No. By default Cloud Run requires authentication on every request. You must explicitly pass --allow-unauthenticated when deploying if you want the service to be reachable without a token. For internal services or APIs consumed by other GCP services, keeping authentication on and granting the Cloud Run Invoker role is the correct approach.
How do I update an existing Cloud Run service?
Rerun gcloud run deploy with the new image tag. Cloud Run creates a new revision, deploys it, and shifts 100% of traffic to it automatically if the deployment succeeds. The previous revision stays available for rollbacks and the service URL does not change. You can also update just the configuration (environment variables, memory, concurrency) without rebuilding the image by passing the same --image flag with the updated settings.
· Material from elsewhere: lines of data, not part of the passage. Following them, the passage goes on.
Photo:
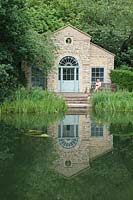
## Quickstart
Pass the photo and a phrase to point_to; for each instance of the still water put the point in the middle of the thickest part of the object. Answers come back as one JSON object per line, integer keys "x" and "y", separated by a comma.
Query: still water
{"x": 72, "y": 157}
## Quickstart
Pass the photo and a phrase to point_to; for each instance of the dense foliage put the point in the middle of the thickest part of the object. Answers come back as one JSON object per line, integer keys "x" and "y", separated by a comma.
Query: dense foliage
{"x": 7, "y": 81}
{"x": 112, "y": 101}
{"x": 122, "y": 78}
{"x": 109, "y": 22}
{"x": 19, "y": 42}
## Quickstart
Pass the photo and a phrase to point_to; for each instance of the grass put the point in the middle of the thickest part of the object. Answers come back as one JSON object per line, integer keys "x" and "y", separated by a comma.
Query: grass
{"x": 112, "y": 101}
{"x": 34, "y": 101}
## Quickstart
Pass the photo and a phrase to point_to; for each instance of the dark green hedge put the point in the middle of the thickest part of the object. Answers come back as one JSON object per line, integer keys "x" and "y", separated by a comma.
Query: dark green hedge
{"x": 123, "y": 79}
{"x": 8, "y": 81}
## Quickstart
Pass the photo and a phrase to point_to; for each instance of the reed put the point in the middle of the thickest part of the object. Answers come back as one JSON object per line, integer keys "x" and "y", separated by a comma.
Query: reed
{"x": 34, "y": 101}
{"x": 112, "y": 101}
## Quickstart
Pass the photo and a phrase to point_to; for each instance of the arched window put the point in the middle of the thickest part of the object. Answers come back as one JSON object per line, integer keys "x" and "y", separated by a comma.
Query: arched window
{"x": 68, "y": 61}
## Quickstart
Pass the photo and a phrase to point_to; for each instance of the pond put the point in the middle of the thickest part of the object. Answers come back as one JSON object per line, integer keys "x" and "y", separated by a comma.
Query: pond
{"x": 79, "y": 156}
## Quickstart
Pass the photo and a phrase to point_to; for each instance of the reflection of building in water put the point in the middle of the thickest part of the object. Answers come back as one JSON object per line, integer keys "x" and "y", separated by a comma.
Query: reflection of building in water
{"x": 78, "y": 141}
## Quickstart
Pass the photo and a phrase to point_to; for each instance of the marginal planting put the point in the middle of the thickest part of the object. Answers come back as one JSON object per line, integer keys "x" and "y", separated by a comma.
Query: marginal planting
{"x": 112, "y": 101}
{"x": 33, "y": 101}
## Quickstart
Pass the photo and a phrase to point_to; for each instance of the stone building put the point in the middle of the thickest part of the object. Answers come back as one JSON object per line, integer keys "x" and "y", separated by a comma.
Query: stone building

How do rollbacks work in Cloud Run?
Cloud Run keeps all previous revisions. To roll back, run: gcloud run services update-traffic my-service --region=REGION --to-revisions=REVISION_NAME=100. You can also do a partial rollback by splitting traffic (for example, 90% to the old revision and 10% to the new one while you investigate). Revisions reference specific container image digests, so the image must still exist in Artifact Registry for the rollback to work. Never delete old images until you are sure you will not need to roll back to them.
How much does Cloud Run cost for a small project?
Cloud Run has a generous free tier: 2 million requests, 360,000 GB-seconds of memory, and 180,000 vCPU-seconds per month. Most small projects stay within the free tier. Beyond that, you pay only for the CPU and memory used while a request is being processed, not for idle time. Keeping images small and startup times short reduces both cost and cold start latency.